Add prometheus metric #57

tliefheid · 2022-10-07T13:08:22Z

No description provided.

alexliesenfeld · 2022-10-20T08:09:54Z

Thanks! I'll look into it soon!

alexliesenfeld

Thanks again for this PR. Your approach seems to be to add the Prometheus related functionality right into the core library itself. Because Prometheus is only one tool out of many out there, I'd like the idea of separating this functionality out into it's own handler extension. Do you think we could use the ResultWriter interface for this and allow to export Prometheus specific health check status using the WithResultWriter config option instead?

tliefheid · 2022-10-24T09:05:16Z

not sure how you imagine this to work. Cause who will register the metrics (gauges/counters) cause that is how prometheus works. if you expect it so send back some details, then it is still up to the user to set the gauges and counters. imho prometheus is one of the most commonly used metrics tools out there.
i'm happy to update this, don't get me wrong. i'm not that familiar as you with the whole concept of the interfaces you have. just getting some more background info and context from you :)

akhy · 2022-10-25T05:26:42Z

Agree, adding a bunch of extra deps to go.mod is not a good idea for this small lib. I also like @alexliesenfeld 's idea to make the metrics lib implement ResultWriter interface in a separate project.

About the metrics format, I don't feel mapping discrete up/down/unknown to 0/1/2 value is right. I'm still not sure but I think I'm going to make my own format which is more or less like this:

# if service1 is up
app_name_health{name="service1", status="up"} 1
app_name_health{name="service1", status="down"} 0
app_name_health{name="service1", status="unknown"} 0

# if service1 is down
app_name_health{name="service1", status="up"} 0
app_name_health{name="service1", status="down"} 1
app_name_health{name="service1", status="unknown"} 0

# if service1 is unknown
app_name_health{name="service1", status="up"} 0
app_name_health{name="service1", status="down"} 0
app_name_health{name="service1", status="unknown"} 1

This way, we can create a fine grained and unambiguous prom query/aggregation.

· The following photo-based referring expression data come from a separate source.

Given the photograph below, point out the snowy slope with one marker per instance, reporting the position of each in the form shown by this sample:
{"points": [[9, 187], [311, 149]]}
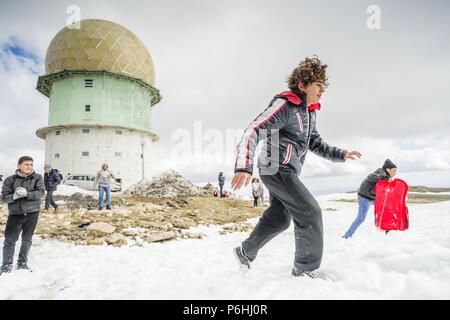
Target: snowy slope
{"points": [[414, 264]]}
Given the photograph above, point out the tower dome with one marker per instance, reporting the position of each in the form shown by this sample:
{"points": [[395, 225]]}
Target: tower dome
{"points": [[100, 45]]}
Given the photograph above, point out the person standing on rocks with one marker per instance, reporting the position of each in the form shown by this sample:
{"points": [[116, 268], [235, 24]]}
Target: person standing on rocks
{"points": [[366, 194], [221, 183], [51, 180], [103, 181], [22, 192], [288, 128], [255, 191]]}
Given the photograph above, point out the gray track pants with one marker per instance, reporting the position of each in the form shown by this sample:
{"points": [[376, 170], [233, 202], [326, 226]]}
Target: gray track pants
{"points": [[15, 225], [289, 199]]}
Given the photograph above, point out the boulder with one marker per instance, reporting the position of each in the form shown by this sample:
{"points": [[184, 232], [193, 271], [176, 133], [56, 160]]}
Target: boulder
{"points": [[100, 228], [95, 242], [169, 184], [117, 240], [159, 236]]}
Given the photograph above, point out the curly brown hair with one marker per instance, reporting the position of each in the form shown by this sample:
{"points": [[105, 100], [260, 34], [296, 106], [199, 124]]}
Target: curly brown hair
{"points": [[309, 70]]}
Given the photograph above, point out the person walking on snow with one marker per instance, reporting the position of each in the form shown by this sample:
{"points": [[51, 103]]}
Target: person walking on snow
{"points": [[51, 180], [366, 194], [22, 192], [288, 128], [221, 183], [104, 180]]}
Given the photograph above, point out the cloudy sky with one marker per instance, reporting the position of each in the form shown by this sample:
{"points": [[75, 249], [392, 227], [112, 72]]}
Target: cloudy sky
{"points": [[218, 63]]}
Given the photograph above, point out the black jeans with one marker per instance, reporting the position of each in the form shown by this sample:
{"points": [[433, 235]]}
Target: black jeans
{"points": [[289, 199], [16, 224], [49, 200]]}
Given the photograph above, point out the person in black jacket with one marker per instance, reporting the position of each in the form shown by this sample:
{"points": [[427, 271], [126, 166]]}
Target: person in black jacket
{"points": [[51, 180], [366, 193], [221, 183], [22, 192], [288, 128]]}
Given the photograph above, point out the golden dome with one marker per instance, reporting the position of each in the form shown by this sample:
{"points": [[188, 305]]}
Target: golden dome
{"points": [[100, 45]]}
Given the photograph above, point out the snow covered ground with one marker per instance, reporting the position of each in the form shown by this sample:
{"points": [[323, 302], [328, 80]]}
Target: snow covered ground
{"points": [[64, 190], [414, 264]]}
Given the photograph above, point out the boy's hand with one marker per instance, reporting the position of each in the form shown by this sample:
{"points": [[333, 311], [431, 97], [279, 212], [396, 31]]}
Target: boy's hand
{"points": [[353, 155], [240, 179]]}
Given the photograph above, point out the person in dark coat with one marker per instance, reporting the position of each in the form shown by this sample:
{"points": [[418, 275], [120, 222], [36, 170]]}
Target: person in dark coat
{"points": [[288, 130], [221, 183], [22, 192], [51, 180], [366, 193]]}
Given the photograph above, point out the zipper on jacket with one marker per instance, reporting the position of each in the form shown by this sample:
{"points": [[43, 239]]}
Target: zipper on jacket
{"points": [[288, 154], [307, 136]]}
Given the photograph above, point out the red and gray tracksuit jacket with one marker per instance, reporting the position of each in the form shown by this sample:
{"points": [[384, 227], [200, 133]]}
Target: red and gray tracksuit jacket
{"points": [[288, 128]]}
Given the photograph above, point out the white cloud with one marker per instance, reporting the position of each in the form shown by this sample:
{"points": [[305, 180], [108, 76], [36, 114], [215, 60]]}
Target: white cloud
{"points": [[221, 62]]}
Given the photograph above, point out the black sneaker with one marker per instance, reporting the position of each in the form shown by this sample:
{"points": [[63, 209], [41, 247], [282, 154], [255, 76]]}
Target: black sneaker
{"points": [[6, 268], [243, 261], [22, 266]]}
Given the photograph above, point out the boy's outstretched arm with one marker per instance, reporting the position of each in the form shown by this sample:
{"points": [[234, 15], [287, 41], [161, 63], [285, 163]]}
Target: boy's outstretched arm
{"points": [[324, 150]]}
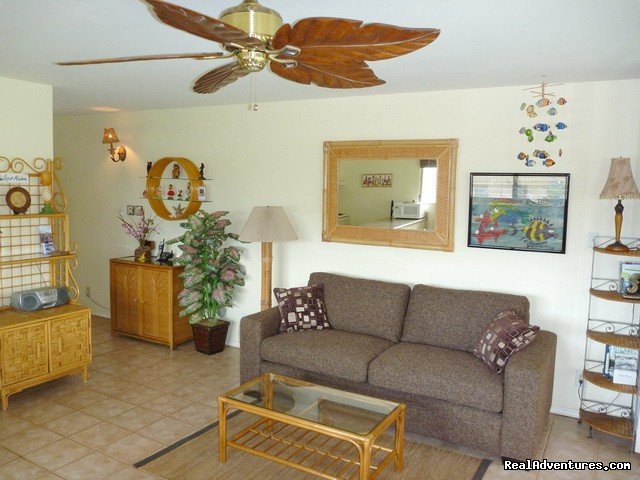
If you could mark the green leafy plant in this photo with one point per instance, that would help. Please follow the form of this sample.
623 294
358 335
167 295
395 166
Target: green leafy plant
212 269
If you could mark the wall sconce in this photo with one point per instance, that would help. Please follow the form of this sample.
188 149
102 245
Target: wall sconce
110 136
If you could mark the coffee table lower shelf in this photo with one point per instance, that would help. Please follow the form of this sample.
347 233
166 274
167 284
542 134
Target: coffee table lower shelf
312 452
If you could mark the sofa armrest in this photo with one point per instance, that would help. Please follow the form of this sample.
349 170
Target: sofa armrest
528 386
253 329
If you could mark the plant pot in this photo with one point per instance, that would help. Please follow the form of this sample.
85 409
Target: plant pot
210 339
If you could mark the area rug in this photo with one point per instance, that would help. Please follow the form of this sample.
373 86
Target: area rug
196 458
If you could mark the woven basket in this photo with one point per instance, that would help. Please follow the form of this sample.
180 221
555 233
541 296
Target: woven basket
210 339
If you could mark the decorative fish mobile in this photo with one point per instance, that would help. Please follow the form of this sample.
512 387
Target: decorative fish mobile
539 230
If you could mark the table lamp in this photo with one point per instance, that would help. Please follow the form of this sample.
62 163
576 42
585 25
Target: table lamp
267 225
620 185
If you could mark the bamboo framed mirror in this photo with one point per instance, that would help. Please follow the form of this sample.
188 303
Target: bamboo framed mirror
398 193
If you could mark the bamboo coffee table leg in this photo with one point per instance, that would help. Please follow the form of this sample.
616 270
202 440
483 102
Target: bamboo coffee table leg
222 431
399 453
365 460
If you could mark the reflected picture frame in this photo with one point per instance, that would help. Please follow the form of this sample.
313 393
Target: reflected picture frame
518 211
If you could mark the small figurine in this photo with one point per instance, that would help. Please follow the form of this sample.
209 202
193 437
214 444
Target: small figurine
178 211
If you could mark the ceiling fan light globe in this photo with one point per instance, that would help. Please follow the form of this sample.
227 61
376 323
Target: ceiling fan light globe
251 17
252 60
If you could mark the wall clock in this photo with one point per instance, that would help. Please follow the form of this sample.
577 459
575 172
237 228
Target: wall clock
18 200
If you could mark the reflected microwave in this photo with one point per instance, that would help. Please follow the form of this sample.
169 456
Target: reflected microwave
407 210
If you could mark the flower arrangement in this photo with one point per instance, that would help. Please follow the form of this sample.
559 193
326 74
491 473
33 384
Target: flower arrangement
140 230
211 268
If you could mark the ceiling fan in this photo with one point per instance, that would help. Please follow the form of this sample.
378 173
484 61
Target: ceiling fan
328 52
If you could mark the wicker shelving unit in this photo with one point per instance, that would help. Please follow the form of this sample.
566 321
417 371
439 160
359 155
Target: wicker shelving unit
617 416
40 345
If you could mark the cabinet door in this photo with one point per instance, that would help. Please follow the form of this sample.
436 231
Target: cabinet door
24 353
156 303
124 298
68 341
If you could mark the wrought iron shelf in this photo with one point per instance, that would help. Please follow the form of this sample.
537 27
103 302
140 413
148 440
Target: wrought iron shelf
618 426
612 296
625 341
601 381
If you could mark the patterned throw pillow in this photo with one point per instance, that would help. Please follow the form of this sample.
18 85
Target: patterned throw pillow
506 335
301 308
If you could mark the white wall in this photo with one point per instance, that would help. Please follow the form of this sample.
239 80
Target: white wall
274 157
26 119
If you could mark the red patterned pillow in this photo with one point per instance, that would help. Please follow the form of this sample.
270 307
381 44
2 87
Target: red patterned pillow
301 308
506 335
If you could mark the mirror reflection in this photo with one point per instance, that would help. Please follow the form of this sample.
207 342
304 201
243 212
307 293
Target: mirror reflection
377 193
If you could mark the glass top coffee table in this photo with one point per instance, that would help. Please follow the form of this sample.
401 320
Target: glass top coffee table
323 431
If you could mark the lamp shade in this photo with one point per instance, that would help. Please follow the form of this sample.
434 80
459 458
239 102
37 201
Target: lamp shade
620 183
110 136
267 224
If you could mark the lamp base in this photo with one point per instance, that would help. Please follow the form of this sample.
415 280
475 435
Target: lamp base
617 247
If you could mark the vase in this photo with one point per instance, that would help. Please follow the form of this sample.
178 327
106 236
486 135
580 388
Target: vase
210 339
142 253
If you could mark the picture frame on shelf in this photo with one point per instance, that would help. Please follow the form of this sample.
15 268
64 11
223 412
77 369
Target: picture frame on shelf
518 211
374 180
630 279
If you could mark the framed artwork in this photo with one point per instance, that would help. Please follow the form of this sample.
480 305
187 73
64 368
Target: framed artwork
513 211
376 179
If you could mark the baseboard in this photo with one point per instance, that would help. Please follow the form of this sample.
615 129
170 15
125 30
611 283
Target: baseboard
567 412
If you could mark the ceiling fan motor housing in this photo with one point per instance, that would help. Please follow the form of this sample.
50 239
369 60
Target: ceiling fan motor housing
251 17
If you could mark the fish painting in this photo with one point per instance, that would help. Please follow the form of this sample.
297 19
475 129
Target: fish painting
539 230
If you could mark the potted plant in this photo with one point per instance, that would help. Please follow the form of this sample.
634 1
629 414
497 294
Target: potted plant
212 270
141 230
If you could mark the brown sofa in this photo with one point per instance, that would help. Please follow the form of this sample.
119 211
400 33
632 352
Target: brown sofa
416 346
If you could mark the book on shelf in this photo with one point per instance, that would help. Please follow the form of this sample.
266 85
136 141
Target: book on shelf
630 279
621 365
46 239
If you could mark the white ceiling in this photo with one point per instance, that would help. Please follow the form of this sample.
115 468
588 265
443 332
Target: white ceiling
483 43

tliefheid · 2022-10-26T07:32:21Z

a format like that will result in more timeseries overall (3 for each check), also you need to reset all the gauges before you update the correct one, it's a bit more complex to do.

i get that you don't want to inject into the lib itself, but i'm not sure how to do this

alexliesenfeld · 2022-10-26T21:11:44Z

not sure how you imagine this to work. Cause who will register the metrics (gauges/counters) cause that is how prometheus works. if you expect it so send back some details, then it is still up to the user to set the gauges and counters. imho prometheus is one of the most commonly used metrics tools out there. i'm happy to update this, don't get me wrong. i'm not that familiar as you with the whole concept of the interfaces you have. just getting some more background info and context from you :)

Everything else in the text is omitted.